Investors were pleased to see the stock market regain some ground late Friday from the worst of its intraday declines. However, Wall Street still seems a little bit concerned about the prospects for the high-growth stocks that dominate the Nasdaq Composite (^IXIC 1.59%). As of 11:45 a.m. ET, the Nasdaq was up 1%, but that trailed gains in the broader market.
Making news today were a couple of companies with Nasdaq listings that drew the attention of professional stock analysts. Autodesk (ADSK -4.13%) shares were down sharply, but shares of Saia (SAIA 1.60%) posted modest gains following Wall Street comments. Below, you’ll see more of what analysts were saying about the companies and how their businesses look.
Autodesk deals with downbeat comments
Autodesk shares were down more than 8% in midmorning trading on Monday. The maker of computer-aided design (CAD) and other software tools for architects, engineers, and other creative professionals drew negative comments from stock analysts as it prepares to release its latest quarterly financial results later this week.
Analysts at Deutsche Bank downgraded their rating on Autodesk from buy to hold. They also cut their price target on the stock by $50 per share, setting a new level of $225. The analysts based their move on things that they’ve heard from Autodesk’s partner channels that suggest that the environment for subscription-based software is shifting. With some customers opting not to enter into long-term contracts, Deutsche Bank expects first-quarter financial results could end up being less than stellar. That might in turn point to a weaker outlook for the full year.
The big question for Autodesk is whether a recession is likely. Professional demand for Autodesk’s products is somewhat cyclical, so a downturn could come at a bad time for the software company.
Autodesk has already seen its stock fall by half from its recent highs, so some investors are looking at the current valuation as being more attractive than ever. Yet that doesn’t mean that Autodesk might not see its stock drop further following its earnings results, as many of its peers have suffered share-price declines even after encouraging financial performance.
Saia keeps on trucking
Elsewhere, shares of Saia were up nearly 2%. The less-than-truckload shipping specialist earned some favorable comments from stock analysts amid a challenging environment for the logistics industry.

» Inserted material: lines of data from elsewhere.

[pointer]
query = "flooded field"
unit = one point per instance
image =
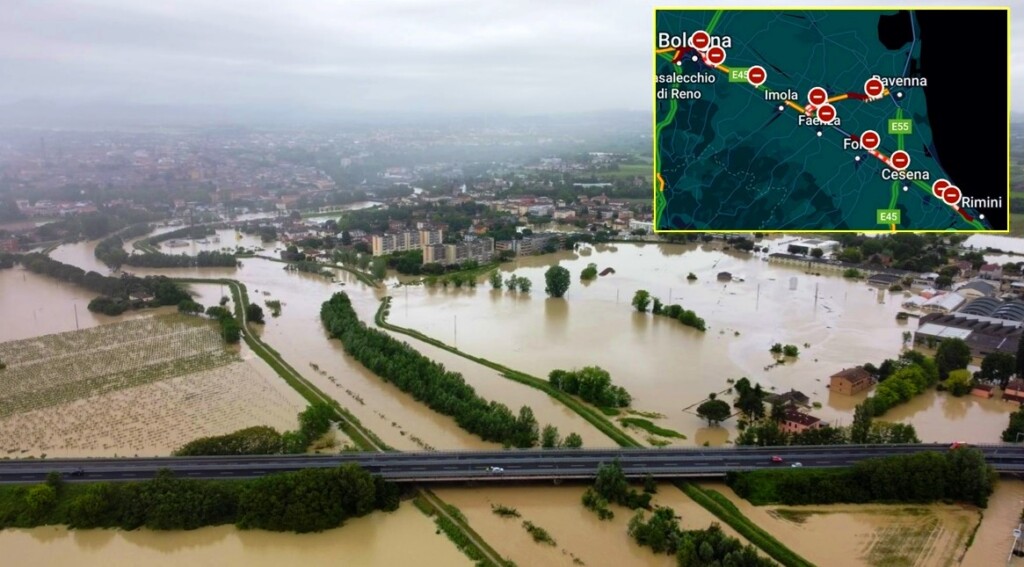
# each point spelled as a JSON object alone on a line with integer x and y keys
{"x": 142, "y": 387}
{"x": 34, "y": 305}
{"x": 836, "y": 323}
{"x": 877, "y": 535}
{"x": 670, "y": 368}
{"x": 578, "y": 532}
{"x": 994, "y": 537}
{"x": 81, "y": 255}
{"x": 998, "y": 242}
{"x": 370, "y": 540}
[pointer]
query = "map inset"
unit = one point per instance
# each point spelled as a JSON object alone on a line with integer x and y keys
{"x": 832, "y": 120}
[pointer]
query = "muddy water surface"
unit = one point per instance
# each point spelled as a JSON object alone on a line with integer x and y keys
{"x": 578, "y": 531}
{"x": 369, "y": 540}
{"x": 877, "y": 535}
{"x": 671, "y": 368}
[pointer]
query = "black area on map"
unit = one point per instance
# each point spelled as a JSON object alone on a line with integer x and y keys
{"x": 895, "y": 31}
{"x": 968, "y": 110}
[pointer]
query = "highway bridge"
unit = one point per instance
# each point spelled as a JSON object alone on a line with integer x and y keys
{"x": 503, "y": 466}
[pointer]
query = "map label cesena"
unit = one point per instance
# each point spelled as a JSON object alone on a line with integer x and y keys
{"x": 828, "y": 120}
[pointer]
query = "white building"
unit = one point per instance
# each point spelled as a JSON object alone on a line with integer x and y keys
{"x": 944, "y": 303}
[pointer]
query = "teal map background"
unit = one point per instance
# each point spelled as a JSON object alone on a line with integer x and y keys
{"x": 732, "y": 161}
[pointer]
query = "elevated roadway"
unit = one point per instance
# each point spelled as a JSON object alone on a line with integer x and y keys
{"x": 505, "y": 466}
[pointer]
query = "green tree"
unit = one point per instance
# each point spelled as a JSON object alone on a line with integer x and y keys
{"x": 1016, "y": 427}
{"x": 851, "y": 255}
{"x": 188, "y": 306}
{"x": 887, "y": 433}
{"x": 958, "y": 383}
{"x": 715, "y": 410}
{"x": 997, "y": 366}
{"x": 952, "y": 354}
{"x": 590, "y": 272}
{"x": 1020, "y": 356}
{"x": 572, "y": 441}
{"x": 557, "y": 281}
{"x": 40, "y": 499}
{"x": 656, "y": 307}
{"x": 861, "y": 428}
{"x": 254, "y": 313}
{"x": 641, "y": 300}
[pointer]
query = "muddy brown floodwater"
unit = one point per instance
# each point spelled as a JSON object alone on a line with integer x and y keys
{"x": 877, "y": 535}
{"x": 578, "y": 532}
{"x": 670, "y": 368}
{"x": 368, "y": 540}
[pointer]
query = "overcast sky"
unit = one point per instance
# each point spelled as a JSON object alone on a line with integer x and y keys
{"x": 532, "y": 56}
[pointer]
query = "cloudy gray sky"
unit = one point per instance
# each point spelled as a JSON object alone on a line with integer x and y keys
{"x": 414, "y": 55}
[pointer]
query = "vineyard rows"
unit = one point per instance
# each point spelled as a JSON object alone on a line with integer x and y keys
{"x": 154, "y": 419}
{"x": 58, "y": 368}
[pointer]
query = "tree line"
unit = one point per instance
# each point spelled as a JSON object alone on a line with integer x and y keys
{"x": 94, "y": 225}
{"x": 662, "y": 532}
{"x": 911, "y": 374}
{"x": 311, "y": 499}
{"x": 111, "y": 250}
{"x": 313, "y": 423}
{"x": 642, "y": 299}
{"x": 960, "y": 474}
{"x": 230, "y": 329}
{"x": 204, "y": 259}
{"x": 592, "y": 384}
{"x": 698, "y": 548}
{"x": 115, "y": 292}
{"x": 442, "y": 391}
{"x": 184, "y": 232}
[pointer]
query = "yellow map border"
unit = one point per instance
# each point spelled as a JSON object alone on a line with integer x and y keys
{"x": 656, "y": 177}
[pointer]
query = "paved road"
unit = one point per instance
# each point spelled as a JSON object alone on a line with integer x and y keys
{"x": 514, "y": 465}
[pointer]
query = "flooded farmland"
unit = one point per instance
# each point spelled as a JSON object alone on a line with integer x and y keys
{"x": 877, "y": 535}
{"x": 578, "y": 532}
{"x": 142, "y": 386}
{"x": 369, "y": 540}
{"x": 670, "y": 368}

Analysts at UBS upgraded Saia from neutral to buy. The company also set a new price target on Saia stock of $240 per share, up $27 from its previous target. UBS acknowledged that 2022 is likely to be a tough year for Saia and the rest of the trucking industry, with high fuel prices weighing on profitability. However, the analysts believe that the longer-term growth strategy Saia has in place remains strong. With the stock already having lost close to half of its value since late 2021, UBS believes Saia’s valuation gives it a favorable risk-reward profile.
That’s not to say that things look clear from here. Trucking stocks broadly face labor shortages and wage pressures, and that’s adding to higher fuel costs in eating into profit margins. Saia is far smaller than the leaders in its industry, and while that makes the smaller company nimbler to react to changing conditions, Saia lacks the scale to last through conditions that larger rivals can endure more easily.
A lot of stocks are on sale, but that doesn’t make them all great buy candidates. Saia could do well in the long run, but the challenges it faces are very real.